Retrieval Test/Citation

1. Recall Testing

The Dify Knowledge Base provides a text recall testing feature to debug the recall effects under different retrieval methods and parameter configurations. You can enter common user questions in the Source Text input box, click Test, and view the recall results in the Recalled Paragraph section on the right. The Recent Queries section allows you to view the history of query records; if the knowledge base is linked to an application, queries triggered from within the application can also be viewed here.

Clicking the icon in the upper right corner of the source text input box allows you to change the retrieval method and specific parameters of the current knowledge base. Changes will only take effect during the recall testing process. After completing the recall test and confirming changes to the retrieval parameters of the knowledge base, you need to make changes in Knowledge Base Settings > Retrieval Settings.

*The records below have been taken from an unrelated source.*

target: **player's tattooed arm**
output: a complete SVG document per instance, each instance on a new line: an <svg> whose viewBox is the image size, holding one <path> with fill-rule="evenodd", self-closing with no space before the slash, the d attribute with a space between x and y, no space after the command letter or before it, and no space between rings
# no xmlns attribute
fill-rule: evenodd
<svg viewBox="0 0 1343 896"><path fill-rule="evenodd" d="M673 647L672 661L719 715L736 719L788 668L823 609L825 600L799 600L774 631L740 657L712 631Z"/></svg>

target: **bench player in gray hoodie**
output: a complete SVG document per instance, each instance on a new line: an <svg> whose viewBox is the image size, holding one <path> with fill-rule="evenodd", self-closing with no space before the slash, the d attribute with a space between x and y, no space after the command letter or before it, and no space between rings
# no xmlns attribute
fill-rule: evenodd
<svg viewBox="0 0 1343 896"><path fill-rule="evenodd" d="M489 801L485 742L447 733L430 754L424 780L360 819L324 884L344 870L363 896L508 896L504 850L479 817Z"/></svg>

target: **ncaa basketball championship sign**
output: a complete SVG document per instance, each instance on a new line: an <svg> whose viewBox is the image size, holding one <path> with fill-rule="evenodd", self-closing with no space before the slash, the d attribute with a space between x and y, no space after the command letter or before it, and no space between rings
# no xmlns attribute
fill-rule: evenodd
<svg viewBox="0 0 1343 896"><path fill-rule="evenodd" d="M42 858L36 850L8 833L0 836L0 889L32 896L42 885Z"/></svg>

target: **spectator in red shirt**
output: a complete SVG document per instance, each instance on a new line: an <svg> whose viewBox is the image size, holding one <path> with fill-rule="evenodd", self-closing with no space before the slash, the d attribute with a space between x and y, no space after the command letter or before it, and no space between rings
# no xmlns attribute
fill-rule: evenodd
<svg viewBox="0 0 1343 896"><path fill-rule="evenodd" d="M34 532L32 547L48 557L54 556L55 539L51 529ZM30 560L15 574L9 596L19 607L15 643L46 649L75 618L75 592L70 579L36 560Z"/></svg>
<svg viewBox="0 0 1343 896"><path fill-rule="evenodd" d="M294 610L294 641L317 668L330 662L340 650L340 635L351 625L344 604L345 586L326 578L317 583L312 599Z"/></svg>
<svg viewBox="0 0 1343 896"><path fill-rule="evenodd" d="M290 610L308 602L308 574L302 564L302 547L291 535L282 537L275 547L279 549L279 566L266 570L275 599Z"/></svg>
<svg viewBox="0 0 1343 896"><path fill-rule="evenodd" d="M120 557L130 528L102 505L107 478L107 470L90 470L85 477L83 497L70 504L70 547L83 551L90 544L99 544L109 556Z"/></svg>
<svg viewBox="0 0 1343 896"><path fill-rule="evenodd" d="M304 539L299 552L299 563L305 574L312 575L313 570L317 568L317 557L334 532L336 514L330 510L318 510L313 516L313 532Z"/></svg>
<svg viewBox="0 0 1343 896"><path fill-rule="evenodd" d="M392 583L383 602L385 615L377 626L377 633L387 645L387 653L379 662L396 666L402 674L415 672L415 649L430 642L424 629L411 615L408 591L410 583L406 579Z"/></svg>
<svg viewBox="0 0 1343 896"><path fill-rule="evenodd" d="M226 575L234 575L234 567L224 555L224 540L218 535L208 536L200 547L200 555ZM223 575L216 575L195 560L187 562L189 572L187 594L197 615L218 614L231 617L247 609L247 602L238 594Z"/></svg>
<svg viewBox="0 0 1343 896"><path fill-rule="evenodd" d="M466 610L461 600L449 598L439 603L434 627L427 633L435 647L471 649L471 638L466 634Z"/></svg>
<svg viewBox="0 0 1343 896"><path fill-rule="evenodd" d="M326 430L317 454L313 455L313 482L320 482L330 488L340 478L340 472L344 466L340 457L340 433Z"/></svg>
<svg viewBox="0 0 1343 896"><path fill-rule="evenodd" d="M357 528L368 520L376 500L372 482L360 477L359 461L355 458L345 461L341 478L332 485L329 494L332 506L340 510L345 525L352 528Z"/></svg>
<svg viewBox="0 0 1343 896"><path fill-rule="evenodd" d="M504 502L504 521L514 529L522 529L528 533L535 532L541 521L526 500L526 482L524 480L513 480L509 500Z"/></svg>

Suggested Steps for Recall Testing:

  1. Design and organize test cases/test question sets covering common user questions.

  2. Choose an appropriate retrieval strategy: vector search/full-text search/hybrid search. For the pros and cons of different retrieval methods, please refer to the extended reading Retrieval-Augmented Generation (RAG).

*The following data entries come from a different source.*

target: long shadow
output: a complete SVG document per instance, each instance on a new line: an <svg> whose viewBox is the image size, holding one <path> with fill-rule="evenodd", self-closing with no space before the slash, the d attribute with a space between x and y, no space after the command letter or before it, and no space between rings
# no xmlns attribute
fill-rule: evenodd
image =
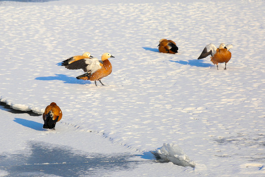
<svg viewBox="0 0 265 177"><path fill-rule="evenodd" d="M0 110L7 111L13 114L25 114L27 113L31 116L40 116L40 114L33 113L32 111L21 111L13 109L12 107L7 105L6 103L0 102Z"/></svg>
<svg viewBox="0 0 265 177"><path fill-rule="evenodd" d="M14 122L26 127L32 128L37 131L47 131L42 128L43 124L32 120L28 120L20 118L15 118Z"/></svg>
<svg viewBox="0 0 265 177"><path fill-rule="evenodd" d="M28 149L30 154L0 154L0 170L8 172L6 177L98 177L102 171L110 175L133 169L141 163L128 153L76 153L67 147L44 142L30 142Z"/></svg>
<svg viewBox="0 0 265 177"><path fill-rule="evenodd" d="M144 49L145 50L149 50L150 51L155 52L159 52L159 51L158 49L157 48L151 48L150 47L143 47L143 49Z"/></svg>
<svg viewBox="0 0 265 177"><path fill-rule="evenodd" d="M21 2L48 2L50 1L55 1L59 0L0 0L0 1L17 1Z"/></svg>
<svg viewBox="0 0 265 177"><path fill-rule="evenodd" d="M210 63L204 63L203 60L199 59L190 59L187 61L173 61L169 60L169 61L175 62L179 64L183 65L189 65L190 66L197 66L197 67L209 67L212 66L213 65Z"/></svg>
<svg viewBox="0 0 265 177"><path fill-rule="evenodd" d="M78 80L75 77L69 77L64 74L55 74L55 75L56 76L38 77L35 78L35 79L41 81L59 80L64 81L64 83L67 84L78 84L81 85L91 84L89 81Z"/></svg>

  3. Debug the number of recall segments (TopK) and the recall score threshold (Score). Choose appropriate parameter combinations based on the application scenario, including the quality of the documents themselves.

How to Configure TopK Value and Recall Threshold (Score)

  • TopK represents the maximum number of recall segments when sorted in descending order of similarity scores. A smaller TopK value will recall fewer segments, which may result in incomplete recall of relevant texts; a larger TopK value will recall more segments, which may result in recalling segments with lower semantic relevance, reducing the quality of LLM responses.

  • The recall threshold (Score) represents the minimum similarity score allowed for recall segments. A smaller recall score will recall more segments, which may result in recalling less relevant segments; a larger recall score threshold will recall fewer segments, and if too large, may result in missing relevant segments.


2. Citation and Attribution

When testing the knowledge base effect within the application, you can go to Workspace -- Add Function -- Citation Attribution to enable the citation attribution feature.

After enabling the feature, when the large language model responds to a question by citing content from the knowledge base, you can view specific citation paragraph information below the response content, including original segment text, segment number, matching degree, etc. Clicking Jump to Knowledge Base above the cited segment allows quick access to the segment list in the knowledge base, facilitating developers in debugging and editing.